The findings were published this month in Nature Nanotechnology. The article summarised the team’s work over the past three years.
Previous solid-state electrolytes exhibited conductivity values too low for practical applications, however today’s technologies are showing ionic conductivities exceeding those of conventional liquid electrolytes, ie greater than 10mS cm-1.
However, most highly conductive solid electrolytes are electrochemically unstable and present concerns when applied against electrode materials used in batteries.
Meng said: “At this point, we should shift our focus away from chasing higher ionic conductivity. Instead, we should focus on stability between solid-state electrolytes and electrodes.”
The team used cryogenic methods to keep battery materials cool to mitigate their decomposition under the electron microscope probe— solid electrolytes and lithium metal can be sensitive to electron beam damage.
Another tool used to characterise solid electrolyte interfaces was X-ray tomography that can allow observation of lithium dendrites buried within the solid electrolyte without opening or disrupting the battery.

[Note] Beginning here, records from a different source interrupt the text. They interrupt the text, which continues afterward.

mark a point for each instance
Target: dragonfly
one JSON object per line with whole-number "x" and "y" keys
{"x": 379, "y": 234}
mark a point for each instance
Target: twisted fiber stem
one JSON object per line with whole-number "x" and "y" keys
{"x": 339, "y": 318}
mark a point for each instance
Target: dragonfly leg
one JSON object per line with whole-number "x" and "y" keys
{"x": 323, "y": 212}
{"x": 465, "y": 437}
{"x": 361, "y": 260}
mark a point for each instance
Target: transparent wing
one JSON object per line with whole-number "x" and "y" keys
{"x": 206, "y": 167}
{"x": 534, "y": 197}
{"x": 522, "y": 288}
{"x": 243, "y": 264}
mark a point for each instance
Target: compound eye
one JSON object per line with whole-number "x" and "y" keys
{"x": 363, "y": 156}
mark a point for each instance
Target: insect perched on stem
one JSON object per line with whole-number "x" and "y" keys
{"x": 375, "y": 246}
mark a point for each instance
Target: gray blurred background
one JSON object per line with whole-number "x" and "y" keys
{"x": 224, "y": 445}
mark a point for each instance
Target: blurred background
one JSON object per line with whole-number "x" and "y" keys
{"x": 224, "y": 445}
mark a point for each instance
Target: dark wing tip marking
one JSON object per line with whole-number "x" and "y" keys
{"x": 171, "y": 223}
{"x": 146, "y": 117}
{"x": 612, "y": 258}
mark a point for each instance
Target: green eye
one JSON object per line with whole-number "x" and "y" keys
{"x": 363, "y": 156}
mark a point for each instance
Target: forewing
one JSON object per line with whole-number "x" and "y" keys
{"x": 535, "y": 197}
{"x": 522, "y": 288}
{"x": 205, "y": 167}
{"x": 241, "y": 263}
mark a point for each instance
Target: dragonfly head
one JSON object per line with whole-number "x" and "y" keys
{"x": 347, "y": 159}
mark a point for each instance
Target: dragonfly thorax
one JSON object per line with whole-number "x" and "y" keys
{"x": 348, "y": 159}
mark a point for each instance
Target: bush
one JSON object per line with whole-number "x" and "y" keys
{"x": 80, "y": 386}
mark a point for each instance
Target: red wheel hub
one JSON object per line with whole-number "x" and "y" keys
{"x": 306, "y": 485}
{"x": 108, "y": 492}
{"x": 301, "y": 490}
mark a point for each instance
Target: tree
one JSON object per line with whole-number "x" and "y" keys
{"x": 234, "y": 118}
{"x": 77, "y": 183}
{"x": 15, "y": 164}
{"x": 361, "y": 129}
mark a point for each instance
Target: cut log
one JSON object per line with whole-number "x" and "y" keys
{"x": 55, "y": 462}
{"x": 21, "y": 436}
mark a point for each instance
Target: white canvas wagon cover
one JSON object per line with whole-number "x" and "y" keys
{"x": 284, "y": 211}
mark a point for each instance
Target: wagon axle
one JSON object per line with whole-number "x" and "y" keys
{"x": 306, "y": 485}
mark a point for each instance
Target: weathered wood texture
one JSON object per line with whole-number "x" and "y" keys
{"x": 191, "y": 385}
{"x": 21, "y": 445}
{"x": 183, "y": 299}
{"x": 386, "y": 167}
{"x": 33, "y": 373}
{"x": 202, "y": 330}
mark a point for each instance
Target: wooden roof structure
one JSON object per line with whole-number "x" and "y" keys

Previously, battery characterisation typically relied on using probes such as X-rays, or electron or optical microscopy, useful in commercial lithium-ion batteries where the electrolytes are transparent.
“We have a much easier time observing today’s lithium-ion batteries. But in all-solid-state batteries, everything is solid or buried. If you try the same techniques for all-solid-state batteries, it’s like trying to see through a brick wall,” said Darren H. S. Tan, a nanoengineering Ph.D. candidate at the UC San Diego Jacobs School of Engineering.
The researchers developed flexible and stable solid electrolytes that could withstand scalable manufacturing processes by merging multiple fields of expertise to combine ceramics used in traditional material sciences with polymers used in organic chemistry.
Previous promising materials have either been expensive or difficult to scale up, for example, many become highly brittle when made thin enough for roll-to-roll manufacturing, which demands thicknesses of under 30 micrometers.
Batteries also need to be designed with their full life-cycle in mind and second-life applications when they drop below 80% capacity.
“Cost-effective reusability and recyclability must be baked into the future advances that are needed to develop all-solid-state batteries that provide high energy densities of 500 watt-hours per kg or better,” said UC San Diego nanoengineering professor Zheng Chen. “It’s critical that we don’t make the same recyclability mistakes that were made with lithium-ion batteries.”